Grand Tour #2 – Spain. Living’s the Strange Thing / Carmen Martín Gaite

From Portugal to Spain (my route through Europe is largely contiguous). I must apologise for the delay in posting this. I had been going to read a novel by Esther Tusquets that we had in the library, but it looked so unpleasant that I couldn’t face it. After some digging around online I settled on Living’s the Strange Thing (Lo raro es vivir) by Carmen Martín Gaite, translated by Anne McLean. Only it got lost in the post, hence my lateness.

‘I don’t know what’s wrong with me, Magda, I’m more confused every day. I know other researchers concentrate on their theme, get to the point and that’s it, they can separate it out from the rest. But I can’t. For me everything’s important.’

‘From the rest? What do you mean?’

‘I don’t know, I mean a bit of everything, like when what happens to me at each moment gets mixed up in my head with what happened to me before, and with other people’s stories, living, dead, ghosts, scenes from movies, everything folded up together in a mess, so much so that I say to myself: It’s not worth separating things out from other things, what’s the point?’

This is the gist of the book, I suspect, the connectedness of human existence (and the absurdity of being here at all, hence the title, which recurs like a mantra). Águeda is a 35-year-old woman dealing with the fallout from her mother’s death a couple of months earlier. The book opens with Águeda visiting her grandfather’s nursing home, where its manager suggests to her that she impersonate her mother (also called Águeda) so that her grandfather might see his daughter one last time. Meanwhile, her research on the 18th-century adventurer Don Luis Vidal y Villalba is stagnating.

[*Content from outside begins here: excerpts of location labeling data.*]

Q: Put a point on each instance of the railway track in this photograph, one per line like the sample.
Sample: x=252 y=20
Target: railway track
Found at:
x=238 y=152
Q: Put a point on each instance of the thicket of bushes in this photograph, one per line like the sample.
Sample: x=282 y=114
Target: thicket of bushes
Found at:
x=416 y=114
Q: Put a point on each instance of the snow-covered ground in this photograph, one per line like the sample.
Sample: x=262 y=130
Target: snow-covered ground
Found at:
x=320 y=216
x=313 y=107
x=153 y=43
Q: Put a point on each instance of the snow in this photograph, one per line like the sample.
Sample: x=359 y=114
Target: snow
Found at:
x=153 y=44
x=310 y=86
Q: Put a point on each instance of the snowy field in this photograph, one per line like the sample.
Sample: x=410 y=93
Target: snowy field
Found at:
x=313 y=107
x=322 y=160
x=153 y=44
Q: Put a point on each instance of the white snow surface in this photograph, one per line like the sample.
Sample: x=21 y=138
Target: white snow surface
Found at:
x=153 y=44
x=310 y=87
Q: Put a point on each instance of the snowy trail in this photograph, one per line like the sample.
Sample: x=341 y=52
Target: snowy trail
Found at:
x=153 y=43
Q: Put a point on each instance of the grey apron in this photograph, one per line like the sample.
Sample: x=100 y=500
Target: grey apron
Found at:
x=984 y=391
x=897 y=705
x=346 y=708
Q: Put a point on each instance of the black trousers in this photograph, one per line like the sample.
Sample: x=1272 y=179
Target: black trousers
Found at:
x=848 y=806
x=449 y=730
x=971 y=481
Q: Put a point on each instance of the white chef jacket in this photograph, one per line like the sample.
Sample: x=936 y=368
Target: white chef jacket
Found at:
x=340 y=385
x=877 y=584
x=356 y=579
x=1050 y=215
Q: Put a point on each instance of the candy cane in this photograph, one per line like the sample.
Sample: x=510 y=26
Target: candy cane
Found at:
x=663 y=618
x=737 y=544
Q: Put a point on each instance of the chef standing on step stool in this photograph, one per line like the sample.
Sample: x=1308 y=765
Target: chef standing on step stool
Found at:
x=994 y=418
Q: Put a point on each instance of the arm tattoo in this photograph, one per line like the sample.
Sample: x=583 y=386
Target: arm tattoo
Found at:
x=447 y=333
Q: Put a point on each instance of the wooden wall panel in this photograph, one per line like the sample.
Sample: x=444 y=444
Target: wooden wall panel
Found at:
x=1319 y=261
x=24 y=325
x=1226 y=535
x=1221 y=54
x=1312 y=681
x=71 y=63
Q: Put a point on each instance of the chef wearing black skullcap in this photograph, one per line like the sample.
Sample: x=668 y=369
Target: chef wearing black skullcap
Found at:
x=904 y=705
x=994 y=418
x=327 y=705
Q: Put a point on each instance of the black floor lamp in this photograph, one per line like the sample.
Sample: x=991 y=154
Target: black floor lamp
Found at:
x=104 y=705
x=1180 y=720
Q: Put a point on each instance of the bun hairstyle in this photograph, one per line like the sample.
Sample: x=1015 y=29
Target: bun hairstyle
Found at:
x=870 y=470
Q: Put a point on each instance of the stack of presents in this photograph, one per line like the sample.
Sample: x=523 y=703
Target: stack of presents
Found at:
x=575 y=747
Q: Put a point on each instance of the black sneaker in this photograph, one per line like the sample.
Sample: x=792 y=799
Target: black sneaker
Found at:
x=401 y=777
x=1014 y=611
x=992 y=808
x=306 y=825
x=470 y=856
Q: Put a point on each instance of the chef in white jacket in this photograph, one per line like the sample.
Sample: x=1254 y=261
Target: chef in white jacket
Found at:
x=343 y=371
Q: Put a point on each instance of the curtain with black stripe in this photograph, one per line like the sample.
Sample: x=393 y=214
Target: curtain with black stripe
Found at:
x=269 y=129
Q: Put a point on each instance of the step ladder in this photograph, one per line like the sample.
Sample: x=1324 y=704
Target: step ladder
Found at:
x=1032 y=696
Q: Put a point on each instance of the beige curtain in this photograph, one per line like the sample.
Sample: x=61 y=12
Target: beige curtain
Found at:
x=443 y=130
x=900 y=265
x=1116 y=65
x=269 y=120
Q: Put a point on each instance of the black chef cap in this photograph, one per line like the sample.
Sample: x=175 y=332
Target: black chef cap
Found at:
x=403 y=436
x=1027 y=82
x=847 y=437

If the first chapter suggests intrigue, that’s not quite what follows, and I suspect the experience of reading the book is an infinitely less frustrating one if you abandon expectations and let yourself be led by Águeda’s thoughts. Though it has a large cast of people and places, the novel’s focus is largely inward- and backward-looking.

The nature of the book makes it a very hard thing to write about, and all I feel able to do here is to choose a few individual moments to illustrate Martín Gaite’s oblique approach to storytelling.

The idea that Águeda (or any of us) lives in multiple worlds – in the present, in the past, in dreams and fantasies, in the world of films, and perhaps elsewhere too – is a beautiful one to me. There are close affinities between Águeda’s several worlds. She contemplates Don Luis Vidal y Villalba and his loyal servant Juan de Edad imprisoned in separate cells and unable to communicate with one another, and draws a parallel with her own relationship with her mother.

In the shower one morning, Águeda has an epiphany: she realises that she imagines Rosario, the woman she perceives has usurped her in her mother’s affections, with the features of Anne Baxter, the usurping starlet in All About Eve. I love this depiction of illogical logic. I can’t think of examples, but I’m sure I have allowed people’s resemblances to others to colour the way I view them.

Águeda is visited by the ghost of a dead relationship when she encounters an ex-boyfriend, Roque, performing in the street as a human statue. She isn’t sure it’s him and tries to engage his attention, but, being a human statue, he doesn’t respond. This meeting prompts her to remember that she fell for him because he was the embodiment of a man she had dreamed of, her real life at the mercy of her dream life.

The delicacy of the tapestries woven by our minds is another theme. In one chapter, Águeda writes that her memory of Tangiers is of a stairwell where her mother had to rest during a visit to the city during Águeda’s infancy. This is bound up with the memory of a self-portrait painted by her mother, and of a cruel lie told by Águeda that was intended to prompt a rebuke from her mother but failed to. When we most want to connect with someone, we fall short.

It’s hard to accept how incidental we are, our inability to convey to each other anything more than travesties of vacillating souls; and to accept at the same time the gestures and babbling we stubbornly use to try to get close to those we’ve supposed form part of our stories.

A lot of threads are tied up at the end – an unexpected message from the grandfather, a coming full circle – which is satisfying to the reader who likes neatness, but it doesn’t quite ring true. Surely the other worlds continue; they can’t just dissolve.

It seems appropriate, given the novel’s preoccupation with the difficulty of communicating with people, that I’ve done such a poor job of expressing why I liked it so much. It is very much worth your time.